The often-endangered Affordable Care Act survived its most serious political threat yet. Now it's up to insurers to keep it alive.
On Friday afternoon, President Donald Trump and House Speaker Paul Ryan decided to cancel a scheduled House vote on the American Health Care Act, the Republican bill to repeal and replace the ACA. They lacked enough GOP votes to pass the bill, given opposition from both ultra-conservative and more moderate Republicans and zero Democratic support.
It's uncertain if Trump or Ryan will try to revive the bill—or what they and HHS Secretary Tom Price will do to stabilize the shaky individual insurance market. Trump said last week that if the bill died, he would move on to other issues, and Ryan sounded the same note after the bill failed. Ryan said priorities now would be tax reform, border security, building up the military and infrastructure improvement.
“We'll be living with Obamacare for the foreseeable future,” Ryan said. “We were on the cusp of fulfilling our promise of seven years, but we came up a little short. It's a disappointing day for us.”
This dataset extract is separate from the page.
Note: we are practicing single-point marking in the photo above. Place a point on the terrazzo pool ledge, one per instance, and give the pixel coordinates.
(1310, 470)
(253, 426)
GOP leaders could face a crisis soon when jittery insurers must announce whether they'll sell plans for 2018 and how they'll price them. Ryan said his big concern is that the ACA insurance market could collapse, with exiting insurers and soaring premiums. “We'll try to prop it up, but it's so fundamentally flawed that I don't know if it's possible.”
But many experts say administration actions and and inactions—notably the failure to fund payments to insurers for cost-sharing reductions and reinsurance—have contributed to the instability. Ryan said the House bill would have funded reinsurance and risk-sharing pools, but that won't happen now. It's likely insurers will continue to lobby for that funding, with the threat that they'll exit the markets without it.
Ryan hinted that there could be a political opening to revive the ACA replacement effort if the insurance markets collapse. “It's going to get even worse,” he warned.
GOP fence-sitters broke against the bill Friday, with House Appropriations Committee Chairman Rodney Frelinghuysen of New Jersey announcing his opposition due to late revisions made to win over conservatives. Those changes, he said, raised “serious coverage and cost issues.” Republicans from Medicaid expansion states such as New Jersey were particularly nervous about backing the bill, which would effectively end Medicaid expansion in 2020.
Chris Fanning, chief marketing officer at the not-for-profit Geisinger Health Plan in Pennsylvania, said his organization fully intended to offer individual market plans for 2018, whether or not the GOP bill passed. “It's part of our mission,” he said. “It's not our intent to move away from this market.”